About the same time as McKee’s SICK GIRL, an hour-long fable of lesbian entomologists was creeping across television screens; rumblings of a semi-sequel to MAY were beginning to ooze out of the proverbial woodwork. With star Angela Bettis behind the lens, McKee himself would be stepping out as ROMAN—another desolate soul—like May—looking for some spark of life in this harsh world.
If MAY was a chance for Bettis and McKee to shine a well focused light into the fragile world of a young woman, with a terrible need for acceptance, only to watch that world come crashing down, then ROMAN shares its ragged heart as a less formal, cinema verite styled descent into one hopeless man’s undoing.

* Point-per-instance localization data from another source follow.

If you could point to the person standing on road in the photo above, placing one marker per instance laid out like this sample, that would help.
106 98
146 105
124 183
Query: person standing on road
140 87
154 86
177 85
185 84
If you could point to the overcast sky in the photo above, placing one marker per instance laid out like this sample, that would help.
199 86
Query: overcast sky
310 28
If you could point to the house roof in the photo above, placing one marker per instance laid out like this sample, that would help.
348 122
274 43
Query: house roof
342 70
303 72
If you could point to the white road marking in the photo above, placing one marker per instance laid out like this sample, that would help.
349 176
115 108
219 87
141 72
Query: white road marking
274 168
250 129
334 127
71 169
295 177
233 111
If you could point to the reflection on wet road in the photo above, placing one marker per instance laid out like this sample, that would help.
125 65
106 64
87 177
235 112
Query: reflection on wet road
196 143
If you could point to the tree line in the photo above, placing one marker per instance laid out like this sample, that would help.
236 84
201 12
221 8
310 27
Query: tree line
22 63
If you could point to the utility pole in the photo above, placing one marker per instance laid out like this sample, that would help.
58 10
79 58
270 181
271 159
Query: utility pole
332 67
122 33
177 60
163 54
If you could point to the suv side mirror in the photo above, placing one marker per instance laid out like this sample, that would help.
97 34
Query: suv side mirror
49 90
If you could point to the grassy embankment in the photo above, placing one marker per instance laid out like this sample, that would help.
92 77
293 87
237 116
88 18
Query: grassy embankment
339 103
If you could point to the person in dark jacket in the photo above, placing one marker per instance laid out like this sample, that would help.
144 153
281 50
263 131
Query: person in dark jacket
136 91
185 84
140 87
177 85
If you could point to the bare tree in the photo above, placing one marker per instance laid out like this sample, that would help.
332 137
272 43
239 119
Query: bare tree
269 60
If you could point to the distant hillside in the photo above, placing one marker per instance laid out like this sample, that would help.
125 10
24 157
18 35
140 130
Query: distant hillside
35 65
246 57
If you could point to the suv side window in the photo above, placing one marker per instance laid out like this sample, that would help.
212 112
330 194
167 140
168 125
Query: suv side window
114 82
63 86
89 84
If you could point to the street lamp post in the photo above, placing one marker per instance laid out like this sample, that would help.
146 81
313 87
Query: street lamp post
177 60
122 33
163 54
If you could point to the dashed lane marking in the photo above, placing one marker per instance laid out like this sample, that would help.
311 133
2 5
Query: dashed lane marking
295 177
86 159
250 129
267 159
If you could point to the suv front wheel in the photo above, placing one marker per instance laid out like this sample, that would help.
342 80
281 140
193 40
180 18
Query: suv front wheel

Roman lives an unremarkable life, trapped in a dead end job welding large sheets of steel; he shares little in common with his co-workers. Roman is a creature of habit, returning every day to his Spartan apartment complex, situating himself in front of the large window while sipping from the same brand of beer and smoking the same cigarettes. What is Roman doing? He’s waiting. Waiting for the arrival of an angel—an angel in the form of Kristen Bell (PULSE). Unable to confront her, fate nevertheless brings the pair together. With a pattern of staccato delivery, he manages to charm the beautiful neighbor over the course of a few brief encounters and just as his happiness seems possible, tragedy strikes and he kills the innocent girl. Unable to cope with the loss, Roman buries the body under bags-upon-bags of ice and keeps her held up in his bathtub.
As time begins to pass and Roman adjusts to life without his love, a new girl, Eva (Nectar Rose, SERENITY) steps into his world and begins to actively court Roman. Like him, she too has a dark side, but it’s belied by her sunny disposition. Still, despite the glaring duality of the pair, this sweet and shiny girl manages to attract his attention. Perhaps Eva will be the one to save poor Roman or will she discover the horrifying secret hidden behind his bathroom door?
Forget everything you know about MAY. For two films that share such glittering generalities, they are miles apart in aesthetic. Despite it’s budgetary constraints, MAY is still, for all intents and purposes, a slick looking horror film with a bloody swath of satire running red right through the middle. ROMAN is all tragedy. It’s bleak and the ending is—while not wholly unexpected—nonetheless, utterly disheartening.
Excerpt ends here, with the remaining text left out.